The Identity Problem Is Solved. The Trust Problem Isn't.
There's a wave of new protocols solving agent identity. Agents get cryptographic keys, sign their requests, prove who they are without pre-registration or shared secrets. This is good work and it's needed — bearer tokens and API keys were never designed for autonomous software making decisions on your behalf.
But here's what we keep seeing in production: an authenticated agent is not a trusted agent.
Identity answers "who is this?" Trust answers "what should this agent be allowed to do, right now, with this amount, to this recipient?"
If you're building a chatbot that calls APIs, identity is enough. If you're building an agent that moves money, it's not even close.
The Gap: What Happens After Authentication
Consider an agent that's been fully authenticated — valid cryptographic identity, signed request, proof-of-possession confirmed. The agent is who it says it is. Now it wants to initiate a $50,000 payment to a company in Dubai.
What does your authentication layer tell you about whether this should proceed?
Nothing. Authentication is binary. You're verified or you're not. But the real questions are graduated:
- Has this agent earned the right to make transactions of this size? A new agent shouldn't have the same spending authority as one that's completed 10,000 successful transactions.
- Is the recipient on a sanctions list? OFAC, EU, UK — there are thousands of sanctioned entities. Your identity layer doesn't screen them.
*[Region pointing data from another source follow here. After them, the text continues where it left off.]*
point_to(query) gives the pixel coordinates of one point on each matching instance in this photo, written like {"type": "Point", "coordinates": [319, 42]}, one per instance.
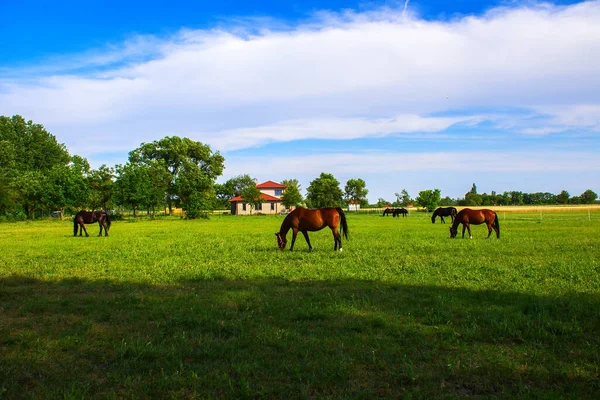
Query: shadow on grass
{"type": "Point", "coordinates": [275, 339]}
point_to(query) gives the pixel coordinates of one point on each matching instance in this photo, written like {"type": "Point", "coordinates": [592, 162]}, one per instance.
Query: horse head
{"type": "Point", "coordinates": [281, 242]}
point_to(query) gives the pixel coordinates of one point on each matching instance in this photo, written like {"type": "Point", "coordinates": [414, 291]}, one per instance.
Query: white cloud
{"type": "Point", "coordinates": [339, 76]}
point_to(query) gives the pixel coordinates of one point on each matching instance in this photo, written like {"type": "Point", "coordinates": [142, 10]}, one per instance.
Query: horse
{"type": "Point", "coordinates": [467, 217]}
{"type": "Point", "coordinates": [89, 217]}
{"type": "Point", "coordinates": [398, 211]}
{"type": "Point", "coordinates": [306, 220]}
{"type": "Point", "coordinates": [389, 211]}
{"type": "Point", "coordinates": [444, 212]}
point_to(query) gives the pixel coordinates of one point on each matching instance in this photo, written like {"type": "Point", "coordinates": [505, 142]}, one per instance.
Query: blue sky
{"type": "Point", "coordinates": [406, 95]}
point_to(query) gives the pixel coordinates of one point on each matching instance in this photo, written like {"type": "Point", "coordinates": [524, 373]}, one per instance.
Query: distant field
{"type": "Point", "coordinates": [211, 308]}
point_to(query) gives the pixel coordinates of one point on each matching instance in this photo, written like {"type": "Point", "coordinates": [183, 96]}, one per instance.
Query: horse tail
{"type": "Point", "coordinates": [343, 223]}
{"type": "Point", "coordinates": [497, 224]}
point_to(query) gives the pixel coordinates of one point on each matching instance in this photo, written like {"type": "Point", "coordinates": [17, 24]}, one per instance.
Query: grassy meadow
{"type": "Point", "coordinates": [172, 308]}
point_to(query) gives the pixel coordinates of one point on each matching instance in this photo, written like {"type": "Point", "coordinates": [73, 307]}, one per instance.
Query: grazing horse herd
{"type": "Point", "coordinates": [310, 220]}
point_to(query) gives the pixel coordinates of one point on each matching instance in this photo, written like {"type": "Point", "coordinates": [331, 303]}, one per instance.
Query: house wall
{"type": "Point", "coordinates": [266, 208]}
{"type": "Point", "coordinates": [272, 192]}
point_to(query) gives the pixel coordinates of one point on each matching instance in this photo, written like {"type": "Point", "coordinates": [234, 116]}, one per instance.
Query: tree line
{"type": "Point", "coordinates": [39, 176]}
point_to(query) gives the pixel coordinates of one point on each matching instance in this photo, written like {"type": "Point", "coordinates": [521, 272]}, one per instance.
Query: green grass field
{"type": "Point", "coordinates": [212, 309]}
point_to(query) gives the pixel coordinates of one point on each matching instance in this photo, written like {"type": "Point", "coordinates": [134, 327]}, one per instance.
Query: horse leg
{"type": "Point", "coordinates": [294, 234]}
{"type": "Point", "coordinates": [337, 239]}
{"type": "Point", "coordinates": [489, 230]}
{"type": "Point", "coordinates": [83, 229]}
{"type": "Point", "coordinates": [307, 240]}
{"type": "Point", "coordinates": [469, 229]}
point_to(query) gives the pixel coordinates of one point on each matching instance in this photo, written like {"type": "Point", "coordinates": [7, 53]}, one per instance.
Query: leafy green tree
{"type": "Point", "coordinates": [100, 182]}
{"type": "Point", "coordinates": [28, 154]}
{"type": "Point", "coordinates": [563, 197]}
{"type": "Point", "coordinates": [291, 196]}
{"type": "Point", "coordinates": [403, 198]}
{"type": "Point", "coordinates": [429, 199]}
{"type": "Point", "coordinates": [68, 186]}
{"type": "Point", "coordinates": [356, 190]}
{"type": "Point", "coordinates": [588, 197]}
{"type": "Point", "coordinates": [324, 191]}
{"type": "Point", "coordinates": [195, 190]}
{"type": "Point", "coordinates": [29, 187]}
{"type": "Point", "coordinates": [133, 185]}
{"type": "Point", "coordinates": [177, 156]}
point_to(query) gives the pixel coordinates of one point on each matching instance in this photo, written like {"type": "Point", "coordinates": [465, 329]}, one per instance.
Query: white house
{"type": "Point", "coordinates": [271, 194]}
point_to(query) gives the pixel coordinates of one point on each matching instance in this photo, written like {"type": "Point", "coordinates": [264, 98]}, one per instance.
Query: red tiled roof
{"type": "Point", "coordinates": [265, 197]}
{"type": "Point", "coordinates": [270, 185]}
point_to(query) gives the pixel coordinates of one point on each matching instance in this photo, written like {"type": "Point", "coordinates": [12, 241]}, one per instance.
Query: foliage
{"type": "Point", "coordinates": [403, 198]}
{"type": "Point", "coordinates": [291, 196]}
{"type": "Point", "coordinates": [428, 199]}
{"type": "Point", "coordinates": [356, 190]}
{"type": "Point", "coordinates": [324, 191]}
{"type": "Point", "coordinates": [185, 160]}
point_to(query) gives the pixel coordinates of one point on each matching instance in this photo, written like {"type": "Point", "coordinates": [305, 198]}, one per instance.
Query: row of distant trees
{"type": "Point", "coordinates": [38, 175]}
{"type": "Point", "coordinates": [431, 199]}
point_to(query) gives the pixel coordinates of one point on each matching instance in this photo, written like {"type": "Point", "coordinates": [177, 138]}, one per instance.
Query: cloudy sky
{"type": "Point", "coordinates": [404, 94]}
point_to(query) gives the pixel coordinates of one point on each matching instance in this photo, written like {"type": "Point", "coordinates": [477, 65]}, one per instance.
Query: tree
{"type": "Point", "coordinates": [69, 188]}
{"type": "Point", "coordinates": [324, 191]}
{"type": "Point", "coordinates": [291, 196]}
{"type": "Point", "coordinates": [29, 156]}
{"type": "Point", "coordinates": [100, 183]}
{"type": "Point", "coordinates": [563, 197]}
{"type": "Point", "coordinates": [356, 190]}
{"type": "Point", "coordinates": [403, 198]}
{"type": "Point", "coordinates": [178, 156]}
{"type": "Point", "coordinates": [132, 185]}
{"type": "Point", "coordinates": [429, 199]}
{"type": "Point", "coordinates": [588, 197]}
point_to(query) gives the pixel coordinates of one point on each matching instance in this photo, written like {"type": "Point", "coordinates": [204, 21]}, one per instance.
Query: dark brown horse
{"type": "Point", "coordinates": [466, 216]}
{"type": "Point", "coordinates": [89, 217]}
{"type": "Point", "coordinates": [305, 220]}
{"type": "Point", "coordinates": [443, 212]}
{"type": "Point", "coordinates": [398, 211]}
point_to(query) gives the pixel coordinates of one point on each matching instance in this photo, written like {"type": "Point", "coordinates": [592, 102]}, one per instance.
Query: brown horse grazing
{"type": "Point", "coordinates": [466, 216]}
{"type": "Point", "coordinates": [443, 212]}
{"type": "Point", "coordinates": [305, 220]}
{"type": "Point", "coordinates": [398, 211]}
{"type": "Point", "coordinates": [89, 217]}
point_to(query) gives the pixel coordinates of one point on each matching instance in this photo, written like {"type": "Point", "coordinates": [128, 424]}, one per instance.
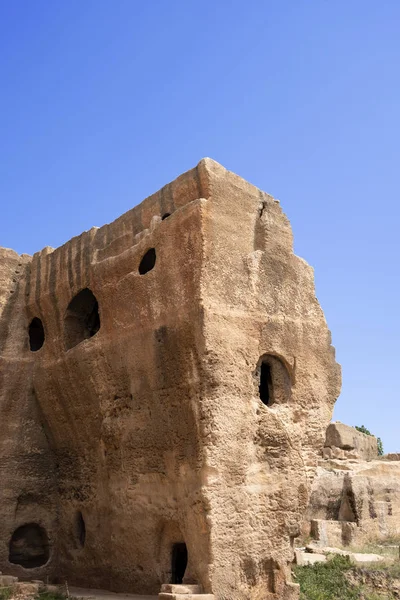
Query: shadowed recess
{"type": "Point", "coordinates": [36, 334]}
{"type": "Point", "coordinates": [179, 562]}
{"type": "Point", "coordinates": [148, 261]}
{"type": "Point", "coordinates": [80, 528]}
{"type": "Point", "coordinates": [29, 546]}
{"type": "Point", "coordinates": [82, 319]}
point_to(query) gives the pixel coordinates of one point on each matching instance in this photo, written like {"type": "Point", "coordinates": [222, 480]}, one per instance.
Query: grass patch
{"type": "Point", "coordinates": [326, 581]}
{"type": "Point", "coordinates": [47, 595]}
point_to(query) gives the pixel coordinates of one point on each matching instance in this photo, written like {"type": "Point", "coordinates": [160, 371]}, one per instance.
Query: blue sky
{"type": "Point", "coordinates": [104, 101]}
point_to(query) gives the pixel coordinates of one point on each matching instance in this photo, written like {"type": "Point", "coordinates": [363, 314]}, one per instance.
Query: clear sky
{"type": "Point", "coordinates": [102, 102]}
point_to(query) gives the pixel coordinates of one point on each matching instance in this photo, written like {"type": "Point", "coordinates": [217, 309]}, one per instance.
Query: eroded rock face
{"type": "Point", "coordinates": [176, 391]}
{"type": "Point", "coordinates": [355, 502]}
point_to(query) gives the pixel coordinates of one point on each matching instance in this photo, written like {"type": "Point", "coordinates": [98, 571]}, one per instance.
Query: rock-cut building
{"type": "Point", "coordinates": [165, 386]}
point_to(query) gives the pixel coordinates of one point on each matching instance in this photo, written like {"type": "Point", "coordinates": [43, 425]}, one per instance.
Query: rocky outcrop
{"type": "Point", "coordinates": [343, 441]}
{"type": "Point", "coordinates": [354, 502]}
{"type": "Point", "coordinates": [166, 385]}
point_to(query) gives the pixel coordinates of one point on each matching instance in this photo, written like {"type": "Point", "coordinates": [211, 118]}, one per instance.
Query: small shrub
{"type": "Point", "coordinates": [326, 581]}
{"type": "Point", "coordinates": [363, 429]}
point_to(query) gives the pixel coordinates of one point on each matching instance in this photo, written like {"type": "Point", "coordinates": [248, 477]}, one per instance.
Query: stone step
{"type": "Point", "coordinates": [181, 588]}
{"type": "Point", "coordinates": [166, 596]}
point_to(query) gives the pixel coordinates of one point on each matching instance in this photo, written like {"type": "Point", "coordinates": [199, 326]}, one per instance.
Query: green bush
{"type": "Point", "coordinates": [363, 429]}
{"type": "Point", "coordinates": [326, 581]}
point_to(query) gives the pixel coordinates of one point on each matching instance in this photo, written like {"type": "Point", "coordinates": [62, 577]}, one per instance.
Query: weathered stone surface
{"type": "Point", "coordinates": [174, 588]}
{"type": "Point", "coordinates": [392, 456]}
{"type": "Point", "coordinates": [138, 423]}
{"type": "Point", "coordinates": [307, 558]}
{"type": "Point", "coordinates": [344, 441]}
{"type": "Point", "coordinates": [354, 502]}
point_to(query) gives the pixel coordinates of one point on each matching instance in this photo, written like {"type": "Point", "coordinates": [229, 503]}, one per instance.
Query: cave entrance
{"type": "Point", "coordinates": [82, 319]}
{"type": "Point", "coordinates": [266, 389]}
{"type": "Point", "coordinates": [179, 562]}
{"type": "Point", "coordinates": [29, 546]}
{"type": "Point", "coordinates": [36, 334]}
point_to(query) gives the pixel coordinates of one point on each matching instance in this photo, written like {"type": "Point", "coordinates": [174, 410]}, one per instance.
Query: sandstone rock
{"type": "Point", "coordinates": [166, 383]}
{"type": "Point", "coordinates": [392, 456]}
{"type": "Point", "coordinates": [7, 580]}
{"type": "Point", "coordinates": [344, 437]}
{"type": "Point", "coordinates": [26, 589]}
{"type": "Point", "coordinates": [173, 588]}
{"type": "Point", "coordinates": [354, 502]}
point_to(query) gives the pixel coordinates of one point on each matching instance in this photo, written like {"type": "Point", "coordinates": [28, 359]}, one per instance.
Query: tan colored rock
{"type": "Point", "coordinates": [392, 456]}
{"type": "Point", "coordinates": [164, 381]}
{"type": "Point", "coordinates": [354, 502]}
{"type": "Point", "coordinates": [348, 439]}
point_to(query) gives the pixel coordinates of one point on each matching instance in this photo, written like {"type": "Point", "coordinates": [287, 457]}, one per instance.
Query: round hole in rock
{"type": "Point", "coordinates": [29, 546]}
{"type": "Point", "coordinates": [36, 334]}
{"type": "Point", "coordinates": [273, 380]}
{"type": "Point", "coordinates": [80, 528]}
{"type": "Point", "coordinates": [148, 261]}
{"type": "Point", "coordinates": [82, 319]}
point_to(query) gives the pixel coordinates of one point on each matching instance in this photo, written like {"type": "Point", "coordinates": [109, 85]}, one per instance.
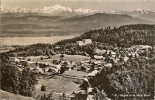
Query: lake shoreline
{"type": "Point", "coordinates": [32, 40]}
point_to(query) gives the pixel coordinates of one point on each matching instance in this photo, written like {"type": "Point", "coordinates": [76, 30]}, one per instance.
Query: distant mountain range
{"type": "Point", "coordinates": [55, 10]}
{"type": "Point", "coordinates": [58, 20]}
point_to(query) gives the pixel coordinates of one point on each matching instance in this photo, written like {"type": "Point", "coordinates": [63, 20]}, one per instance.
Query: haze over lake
{"type": "Point", "coordinates": [31, 40]}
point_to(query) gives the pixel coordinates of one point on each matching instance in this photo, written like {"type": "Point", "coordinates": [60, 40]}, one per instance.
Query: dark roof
{"type": "Point", "coordinates": [80, 96]}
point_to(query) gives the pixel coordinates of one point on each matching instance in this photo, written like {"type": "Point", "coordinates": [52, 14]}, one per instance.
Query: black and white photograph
{"type": "Point", "coordinates": [77, 50]}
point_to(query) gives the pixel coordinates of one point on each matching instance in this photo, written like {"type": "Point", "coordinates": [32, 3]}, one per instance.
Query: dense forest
{"type": "Point", "coordinates": [132, 77]}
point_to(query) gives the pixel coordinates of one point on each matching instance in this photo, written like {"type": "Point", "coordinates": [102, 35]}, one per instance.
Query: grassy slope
{"type": "Point", "coordinates": [7, 96]}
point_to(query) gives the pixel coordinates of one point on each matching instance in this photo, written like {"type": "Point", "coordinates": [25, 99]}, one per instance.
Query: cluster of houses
{"type": "Point", "coordinates": [102, 59]}
{"type": "Point", "coordinates": [84, 42]}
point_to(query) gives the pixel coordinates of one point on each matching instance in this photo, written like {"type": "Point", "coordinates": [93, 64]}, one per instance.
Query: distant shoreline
{"type": "Point", "coordinates": [32, 40]}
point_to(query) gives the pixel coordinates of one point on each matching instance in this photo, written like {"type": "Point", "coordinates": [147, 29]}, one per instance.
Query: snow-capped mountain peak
{"type": "Point", "coordinates": [85, 11]}
{"type": "Point", "coordinates": [56, 9]}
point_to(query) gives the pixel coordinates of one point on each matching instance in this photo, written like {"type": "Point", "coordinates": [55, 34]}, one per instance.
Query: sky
{"type": "Point", "coordinates": [102, 5]}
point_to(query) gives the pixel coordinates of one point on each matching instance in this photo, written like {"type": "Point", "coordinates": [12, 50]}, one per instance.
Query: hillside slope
{"type": "Point", "coordinates": [7, 96]}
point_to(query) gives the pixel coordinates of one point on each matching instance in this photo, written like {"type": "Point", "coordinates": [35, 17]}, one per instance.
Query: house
{"type": "Point", "coordinates": [92, 74]}
{"type": "Point", "coordinates": [87, 41]}
{"type": "Point", "coordinates": [81, 96]}
{"type": "Point", "coordinates": [14, 59]}
{"type": "Point", "coordinates": [113, 54]}
{"type": "Point", "coordinates": [98, 51]}
{"type": "Point", "coordinates": [84, 42]}
{"type": "Point", "coordinates": [108, 65]}
{"type": "Point", "coordinates": [126, 59]}
{"type": "Point", "coordinates": [98, 57]}
{"type": "Point", "coordinates": [97, 62]}
{"type": "Point", "coordinates": [80, 43]}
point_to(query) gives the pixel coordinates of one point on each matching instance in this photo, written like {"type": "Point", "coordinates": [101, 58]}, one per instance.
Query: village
{"type": "Point", "coordinates": [77, 67]}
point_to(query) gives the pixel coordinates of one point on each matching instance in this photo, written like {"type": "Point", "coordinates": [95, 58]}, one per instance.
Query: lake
{"type": "Point", "coordinates": [31, 40]}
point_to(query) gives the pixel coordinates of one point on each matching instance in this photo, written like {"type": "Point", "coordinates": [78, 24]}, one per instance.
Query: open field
{"type": "Point", "coordinates": [10, 96]}
{"type": "Point", "coordinates": [75, 73]}
{"type": "Point", "coordinates": [59, 84]}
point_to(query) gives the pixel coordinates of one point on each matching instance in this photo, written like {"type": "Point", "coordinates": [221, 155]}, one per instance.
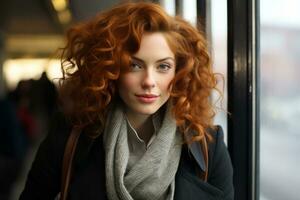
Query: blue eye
{"type": "Point", "coordinates": [135, 67]}
{"type": "Point", "coordinates": [164, 67]}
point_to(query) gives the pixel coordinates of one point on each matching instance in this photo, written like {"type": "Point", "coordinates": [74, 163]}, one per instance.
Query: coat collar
{"type": "Point", "coordinates": [196, 150]}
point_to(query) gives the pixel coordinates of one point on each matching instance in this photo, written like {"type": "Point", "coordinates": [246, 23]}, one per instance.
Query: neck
{"type": "Point", "coordinates": [142, 124]}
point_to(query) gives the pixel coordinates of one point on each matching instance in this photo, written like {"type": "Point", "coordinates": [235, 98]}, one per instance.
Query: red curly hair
{"type": "Point", "coordinates": [98, 50]}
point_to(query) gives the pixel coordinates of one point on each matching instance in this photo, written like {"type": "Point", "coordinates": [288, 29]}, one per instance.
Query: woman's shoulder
{"type": "Point", "coordinates": [220, 172]}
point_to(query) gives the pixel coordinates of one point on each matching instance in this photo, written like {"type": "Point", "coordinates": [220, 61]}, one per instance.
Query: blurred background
{"type": "Point", "coordinates": [32, 31]}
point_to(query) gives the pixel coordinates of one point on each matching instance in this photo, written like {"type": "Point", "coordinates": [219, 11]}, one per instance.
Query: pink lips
{"type": "Point", "coordinates": [146, 98]}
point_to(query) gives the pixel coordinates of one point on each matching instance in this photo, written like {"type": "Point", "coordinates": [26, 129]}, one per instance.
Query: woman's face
{"type": "Point", "coordinates": [145, 88]}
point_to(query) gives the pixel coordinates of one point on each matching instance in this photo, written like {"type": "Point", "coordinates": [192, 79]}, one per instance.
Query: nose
{"type": "Point", "coordinates": [148, 80]}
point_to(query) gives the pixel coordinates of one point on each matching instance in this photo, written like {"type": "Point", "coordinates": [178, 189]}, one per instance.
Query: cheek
{"type": "Point", "coordinates": [165, 83]}
{"type": "Point", "coordinates": [126, 83]}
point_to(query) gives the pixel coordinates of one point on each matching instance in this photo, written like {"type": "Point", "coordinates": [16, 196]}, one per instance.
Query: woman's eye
{"type": "Point", "coordinates": [164, 67]}
{"type": "Point", "coordinates": [135, 66]}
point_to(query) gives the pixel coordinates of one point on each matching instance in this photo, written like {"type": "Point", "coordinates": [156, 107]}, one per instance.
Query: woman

- Has this agent exceeded its daily limit? Even trusted agents need guardrails.
- Can we kill this agent instantly if something goes wrong? Not revoke its certificate in 24 hours. Kill it now.
- Is the message itself untampered? Not just the transport — the actual JSON-RPC payload inside the MCP envelope.
Trust Levels: L0 Through L4
We've been building this at CyberSecAI for the past year, and the model that works in practice is graduated trust levels:
| Level | Label | What It Means |
|---|---|---|
| L0 | Untrusted | Identified but cannot transact. Read-only. |
| L1 | Restricted | Micro-payments only. $10/tx, $50/day. |
| L2 | Standard | Normal transactions within limits. |
| L3 | Elevated | High-value transactions. Additional monitoring. |
| L4 | Full Access | Maximum authority. Every transaction audited. |
New agents start at L0. They earn trust through verified identity, successful transactions, and time. Trust can be revoked instantly — not through certificate expiry, but through a kill switch that takes effect on the next request.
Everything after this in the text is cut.